К счастью, на крики прибежали уборщики. Увидев двух школьниц, избивающих друг друга на опасном плиточном полу, они в ужасе побросали свои мешки с мусором и швабры и кинулись их разнимать. При этом некоторая часть ударов досталась им. С огромными усилиями выволочив потерявших человеческий облик девчонок в коридор, и крепко держа их за руки, они принялись призывать их опомниться. Но не тут-то было! За невозможностью вновь наброситься друг на друга, Галь и Лиат, словно бешеные собаки на привязи, перешли на рыночную брань, на самые страшные проклятия, и обе громко желали одна другой смерти.
– Кто-нибудь объяснит мне, что здесь происходит? – вдруг раздался рядом властный голос.
Это была Дана Лев.
Их классная руководительница только что сосредоточенно работала в учительской, и также прибежала на шум. Когда глазам ее предстали две ее ученицы, все в ссадинах и в крови, осыпающие одна другую последними выражениями, то она испугалась невероятно. Но в пылу склоки учительницу никто не заметил. Ей пришлось перейти на железный тон генерала на плацу, чтобы обратить на себя внимание.
Окрик Даны подействовал. Неловкое молчание охватило всех присутствующих. Уборщики выпустили девушек, вперивших друг в друга отупевшие взгляды, тем не менее не отходя от них слишком далеко, на всякий случай. Один из них, на ломанном языке, начал робко рассказывать о том, что они здесь увидели.

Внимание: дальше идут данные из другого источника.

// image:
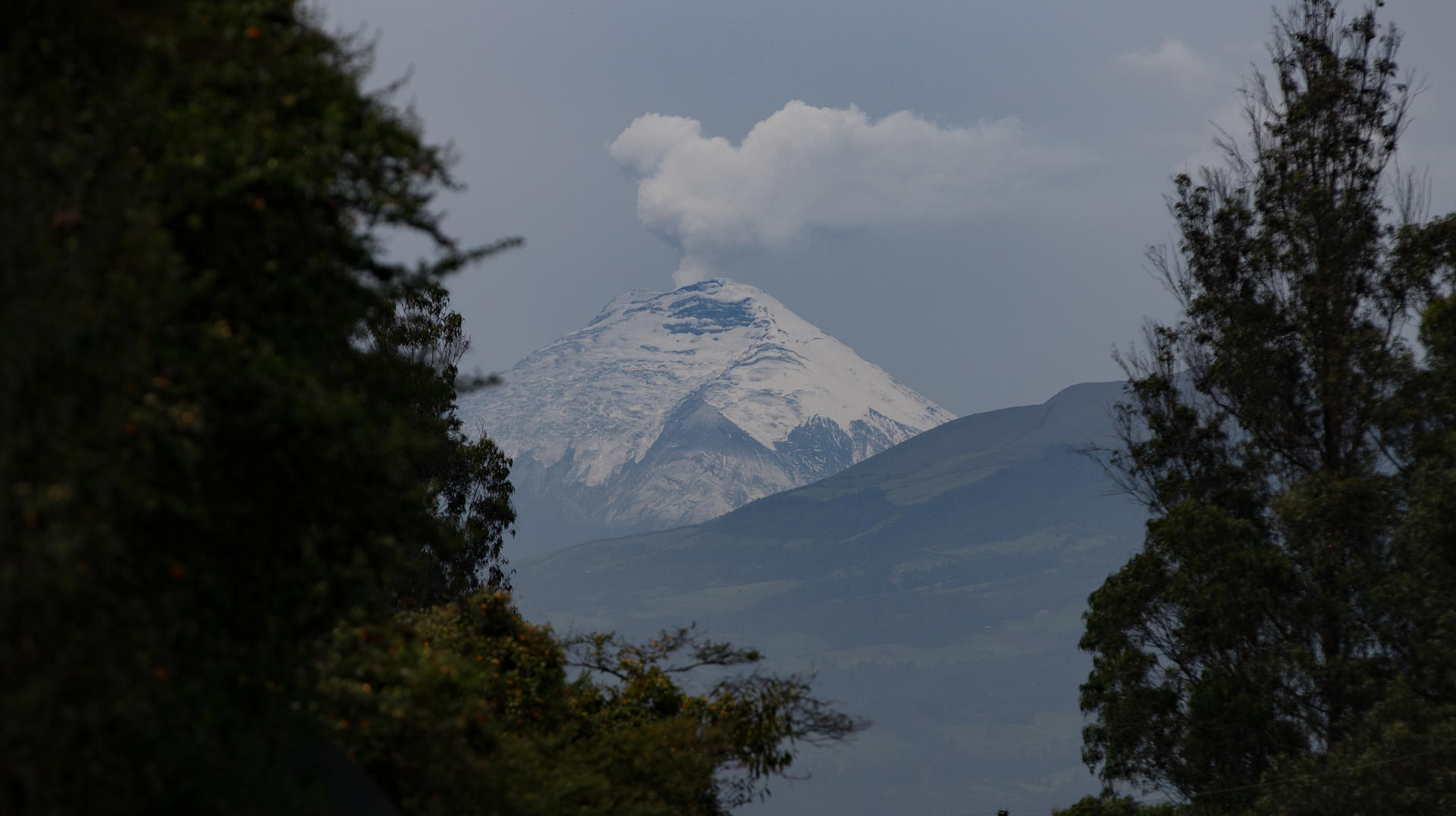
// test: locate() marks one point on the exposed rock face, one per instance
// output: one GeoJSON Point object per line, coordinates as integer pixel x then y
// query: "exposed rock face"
{"type": "Point", "coordinates": [670, 408]}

Вдруг Галь обмякла, пошатнулась и, мгновенье спустя, рухнула без всяких чувств на пол.
– Боже, она потеряла сознание! – вскричала Дана Лев, бросаясь к ней. – Скорей, вызывайте скорую! Вы, подержите ей ноги! Принесите воды!
– А может, не нужно скорой? – пробормотал один из уборщиков.
– Да-да, не надо вызывать!.. Вы правы… Но нет, ей скорее нужна помощь!.. – затараторила взволнованная учительница, пытаясь сосчитать Галь пульс.
Те заметались: один забегал в поисках телефона-автомата, другой – кропил лицо лежащей в беспамятстве девушки водой из крана, третий – держал ее ноги согнутыми в коленях, но никто никакого решения так и не принял.
Лиат, которая также едва держалась на ногах, молча наблюдала за шумной возней с Галь, и в глубине души действительно сожалела, что не доконала ее. Вот, пожалуйста! Даже лежа в обмороке, эта «принцесса» привлекала к себе всеобщее внимание и заботу, тогда как на нее по-прежнему всем было наплевать, несмотря на то, что ей не поздоровилось ничуть не меньше.
– Да-да, ухаживайте за ней, жалейте ее, зализывайте ее раны, – произнесла она с ревностью и ненавистью. – Я уж, как обычно, сама о себе позабочусь.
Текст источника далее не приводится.